Every day, millions of Americans plug appliances into the wall, turn on light switches, and install new fixtures. While electrical wiring today is safer than it has been, using electricity is not without risk. To avoid injury or house fire, here are a few tips for electrical safety in the home.
Signs of Electrical Problems in the Home
Prevention is key to avoiding a house fire. Talk to family members about electrical safety, so everyone in your house understands common warning signs. Some indications of an issue with the wiring or an electrical device are listed below:
- Blowing fuses regularly or blowing the same fuse multiple times
- Discolored outlets
- Warm outlets and switches (besides dimmer switches)
- Buzzing sounds from outlets or light switches
- Flickering lights
- Burning smells or strange odors near outlets
Call an electrician to troubleshoot the issue and make repairs if you notice any of the above signs.
Use One Outlet for Each Appliance to Boost Electrical Safety
Major appliances, like the washing machine and dishwasher, use a lot of electricity. Unfortunately, this can lead to blown fuses and fire hazards. Never plug a major appliance into a power strip or extension cord. Plug each appliance into a designated, grounded outlet. If you do not have enough outlets in your home, call an electrician to have more installed.
Hire an Electrician
Instead of installing a light fixture or new electrical outlet on your own, call an electrician. Trained professionals understand electrical safety and will be able to spot problems and make repairs. The minor savings you experience by DIY-ing an electrical installation might result in personal injury or property damage.

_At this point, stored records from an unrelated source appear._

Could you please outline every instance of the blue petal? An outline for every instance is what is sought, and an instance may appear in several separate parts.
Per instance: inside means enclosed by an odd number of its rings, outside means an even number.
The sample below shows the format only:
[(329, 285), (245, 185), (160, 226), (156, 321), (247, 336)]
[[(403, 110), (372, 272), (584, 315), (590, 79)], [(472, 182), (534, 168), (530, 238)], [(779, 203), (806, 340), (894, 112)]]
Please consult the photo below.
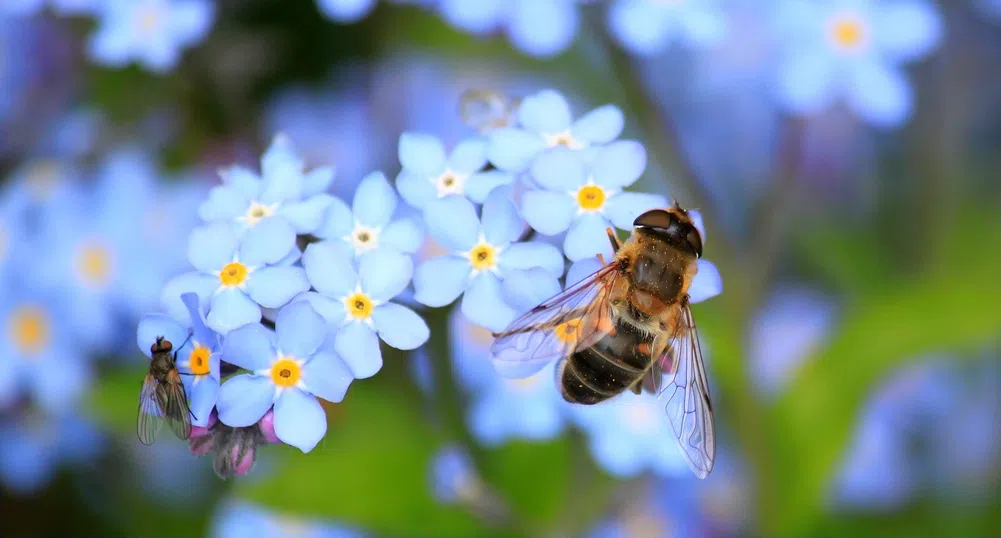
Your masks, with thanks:
[(372, 8), (376, 0), (319, 0), (317, 4), (323, 14), (337, 22), (349, 23), (361, 20)]
[(358, 262), (358, 274), (365, 293), (376, 301), (388, 301), (400, 294), (414, 275), (410, 256), (390, 249), (366, 252)]
[(298, 359), (312, 356), (327, 338), (327, 324), (307, 301), (282, 308), (275, 320), (275, 330), (281, 353)]
[(354, 375), (340, 357), (329, 351), (318, 351), (302, 366), (302, 381), (306, 391), (328, 402), (344, 399)]
[(263, 376), (240, 374), (219, 387), (216, 410), (219, 420), (234, 428), (252, 426), (261, 420), (275, 401), (275, 386)]
[(351, 209), (340, 198), (330, 200), (323, 215), (323, 222), (316, 229), (316, 236), (321, 239), (340, 239), (354, 229), (355, 216)]
[(518, 121), (529, 131), (556, 134), (570, 128), (573, 116), (570, 105), (559, 92), (542, 90), (522, 101)]
[[(605, 261), (611, 259), (611, 250), (611, 247), (609, 247), (608, 252), (604, 253)], [(584, 258), (583, 260), (574, 262), (570, 266), (570, 269), (567, 269), (567, 288), (571, 288), (574, 284), (590, 277), (600, 269), (601, 262), (598, 261), (598, 258)]]
[(302, 159), (293, 151), (288, 137), (275, 136), (261, 158), (264, 190), (260, 201), (273, 204), (299, 200), (302, 197), (302, 168)]
[(515, 48), (532, 56), (549, 57), (566, 50), (577, 33), (577, 2), (514, 0), (508, 34)]
[(445, 172), (445, 147), (434, 136), (403, 133), (399, 145), (400, 164), (418, 177), (438, 177)]
[(922, 0), (875, 6), (873, 39), (896, 62), (917, 60), (942, 40), (942, 18), (935, 4)]
[(511, 189), (494, 189), (483, 202), (482, 231), (487, 242), (495, 246), (512, 243), (525, 231), (525, 223), (511, 201)]
[(212, 307), (205, 324), (213, 331), (225, 335), (229, 331), (261, 321), (261, 307), (242, 290), (221, 290), (212, 298)]
[(358, 222), (382, 228), (396, 211), (396, 191), (382, 172), (372, 172), (358, 184), (351, 208)]
[(301, 293), (292, 300), (293, 303), (300, 301), (308, 302), (313, 307), (313, 310), (322, 316), (328, 325), (334, 327), (340, 327), (344, 322), (344, 317), (347, 315), (347, 312), (344, 311), (343, 302), (327, 297), (326, 295), (320, 295), (315, 291)]
[(577, 119), (572, 134), (575, 140), (587, 144), (607, 144), (622, 134), (625, 119), (615, 105), (596, 108)]
[(574, 191), (587, 181), (587, 170), (578, 153), (560, 146), (543, 152), (535, 159), (532, 177), (546, 189)]
[(219, 399), (219, 380), (212, 376), (202, 376), (195, 382), (193, 376), (184, 376), (184, 386), (188, 393), (188, 406), (191, 408), (191, 424), (206, 427), (209, 416)]
[(811, 114), (834, 103), (840, 88), (836, 79), (834, 62), (826, 53), (797, 49), (779, 64), (775, 89), (788, 110)]
[(620, 192), (605, 203), (605, 216), (616, 228), (631, 230), (636, 217), (658, 207), (666, 207), (667, 199), (659, 194)]
[(180, 348), (188, 338), (188, 331), (176, 319), (164, 314), (146, 314), (139, 319), (136, 344), (147, 357), (152, 356), (150, 346), (156, 342), (158, 336), (164, 337), (175, 348)]
[(49, 355), (38, 362), (38, 373), (28, 377), (35, 402), (50, 413), (78, 405), (93, 382), (90, 362), (82, 357), (62, 355)]
[(504, 0), (442, 0), (439, 10), (450, 25), (482, 34), (493, 30), (503, 20)]
[(848, 104), (862, 118), (878, 127), (896, 127), (910, 117), (914, 96), (900, 69), (860, 62), (851, 79)]
[(249, 267), (276, 263), (295, 246), (295, 230), (285, 219), (264, 219), (247, 230), (240, 261)]
[(379, 337), (396, 349), (417, 349), (431, 335), (427, 323), (413, 310), (395, 303), (379, 305), (372, 311)]
[(315, 196), (326, 192), (330, 184), (334, 182), (334, 174), (337, 169), (334, 166), (321, 166), (311, 170), (302, 181), (302, 195)]
[(494, 332), (503, 331), (518, 315), (504, 302), (500, 280), (493, 273), (481, 273), (473, 279), (461, 308), (469, 321)]
[(399, 219), (390, 222), (379, 234), (379, 244), (400, 252), (413, 254), (424, 242), (424, 230), (414, 219)]
[(301, 202), (282, 204), (278, 214), (292, 225), (297, 234), (313, 233), (323, 224), (333, 199), (329, 194), (317, 194)]
[(576, 211), (577, 204), (564, 192), (533, 190), (521, 197), (521, 216), (543, 235), (565, 232)]
[(604, 252), (608, 245), (605, 228), (608, 221), (597, 213), (585, 213), (574, 221), (563, 240), (563, 252), (570, 261), (577, 261)]
[(265, 267), (247, 279), (247, 294), (265, 308), (280, 308), (309, 289), (302, 267)]
[(453, 252), (467, 252), (476, 244), (480, 221), (473, 204), (462, 196), (432, 200), (424, 208), (431, 237)]
[(558, 248), (541, 241), (515, 243), (501, 252), (498, 265), (505, 277), (511, 270), (538, 267), (559, 278), (563, 275), (563, 254)]
[(275, 360), (274, 334), (253, 323), (234, 329), (223, 341), (223, 360), (250, 371), (270, 368)]
[(403, 170), (396, 176), (396, 188), (400, 196), (412, 207), (423, 209), (438, 197), (438, 191), (428, 178)]
[(619, 140), (598, 150), (591, 163), (591, 177), (606, 189), (632, 185), (646, 169), (646, 149), (634, 140)]
[(414, 273), (414, 299), (427, 306), (445, 306), (466, 289), (473, 267), (456, 256), (430, 259)]
[(209, 198), (198, 207), (198, 216), (205, 221), (233, 220), (243, 215), (250, 202), (236, 189), (222, 185), (212, 187)]
[(199, 226), (188, 240), (188, 261), (202, 273), (215, 274), (233, 261), (239, 240), (229, 223)]
[(160, 292), (160, 304), (174, 319), (184, 319), (188, 309), (181, 302), (181, 295), (193, 292), (198, 295), (202, 307), (207, 307), (212, 293), (219, 288), (219, 277), (197, 272), (176, 276), (164, 285)]
[(196, 342), (215, 349), (219, 343), (219, 336), (205, 325), (205, 315), (202, 313), (198, 295), (191, 292), (184, 293), (181, 295), (181, 302), (188, 310), (188, 319), (191, 320), (191, 337)]
[(706, 226), (702, 223), (702, 212), (697, 209), (689, 209), (688, 217), (692, 219), (692, 224), (695, 225), (695, 229), (699, 231), (699, 235), (702, 236), (702, 246), (706, 246)]
[(517, 312), (527, 312), (560, 293), (558, 278), (540, 268), (511, 271), (502, 283), (505, 302)]
[(358, 285), (352, 258), (351, 248), (346, 244), (321, 241), (306, 247), (302, 266), (316, 291), (331, 297), (344, 297)]
[(379, 337), (368, 325), (348, 323), (337, 332), (334, 351), (351, 369), (355, 379), (372, 377), (382, 369), (382, 352)]
[(327, 414), (316, 398), (297, 389), (282, 391), (275, 402), (275, 435), (303, 453), (327, 433)]
[(647, 0), (612, 4), (608, 25), (622, 45), (637, 54), (652, 55), (667, 46), (672, 36), (666, 8)]
[(261, 178), (252, 170), (242, 166), (230, 166), (219, 170), (223, 183), (239, 192), (247, 200), (256, 200), (261, 194)]
[(699, 260), (699, 270), (688, 287), (688, 297), (693, 303), (698, 303), (715, 297), (723, 292), (723, 277), (719, 269), (708, 260)]
[(521, 172), (544, 149), (546, 142), (539, 135), (505, 127), (490, 133), (487, 158), (505, 172)]
[(470, 176), (463, 189), (470, 200), (482, 204), (494, 189), (512, 183), (514, 183), (513, 174), (500, 170), (487, 170)]
[(487, 140), (476, 137), (459, 142), (452, 149), (448, 166), (460, 175), (470, 175), (479, 172), (487, 165)]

Childproof Outlets to Improve Electrical Safety in the Home
Children are naturally curious and want to explore everything in the home, including electrical outlets. Protect the outlets with plastic covers so your children cannot stick toys, silverware, or their fingers in the slots. Pay attention to the location of appliance and electrical device cords and keep them out of reach of children. Run cords behind furniture and rearrange the room, so furniture covers electrical outlets.